Sylvie plans to quit after the bottle is empty, but then justifies getting a refill by saying she’ll stop once Teddy’s dreaded bar mitzvah is over. Alas, when the refill runs out, she finds truly selfish and deplorable ways to get more. “The day before had been a bottom, although Sylvie realized with a fair amount of shame that every time she reached her supposed bottom, she allowed herself even a few more thousand feet to fall.” Sylvie’s unlikability as a character is high, but sympathy for the cause of her pain keeps it from going off the charts.
While the novel demonstrates the ways drugs can irreversibly damage a life, it reads less like a D.A.R.E campaign than a cautionary tale against carrying the burden of tragedy alone. Sylvie’s unexplored psychological wreckage led to the drug abuse, a self-destruction that had been a long time coming, “because wishing that things had turned out differently never went away. Even with these pills, that wishing never went away, as evidenced by the fact that here she was, in a 4-year-old girl’s bedroom, clutching a stuffed ostrich and sobbing.”
As Teddy takes in the world around him, he considers the possibilities of different story arcs. The momentum in his own story builds when he runs away to Cumberland Island, the place where his childhood really ended, long before his impending bar mitzvah is set to mark his foray into manhood. As the tension between Sylvie and Paul reaches a breaking point, Teddy and his girlfriend Krystal assume parental roles with a level of maturity that surpasses their ages. It’s unclear if Teddy would categorize the ending as “happy,” the way he prefers movies, but the secrets that are forced to light offer potential for his family to finally start healing.

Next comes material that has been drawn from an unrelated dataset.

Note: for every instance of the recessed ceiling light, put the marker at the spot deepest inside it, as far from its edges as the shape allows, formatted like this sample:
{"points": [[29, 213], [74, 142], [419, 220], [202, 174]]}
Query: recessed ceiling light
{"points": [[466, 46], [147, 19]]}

In the acknowledgments, Fishman states that between the start of writing “Invisible as Air” and the final stages of copyediting, both her husband and her father died. The mother of two sons credits her support system for being able to finish the book. Persisting through unimaginable grief, Fishman has succeeded in publishing a deeply substantive novel that, despite being filled with heartbreaking moments, manages to impart with the reader a sense of connection and resilience. Her writing creeps up on you, like a crescent moon that seems to mysteriously switch sides in the night sky during a drive down a winding highway — taunting, unsettling, beautiful.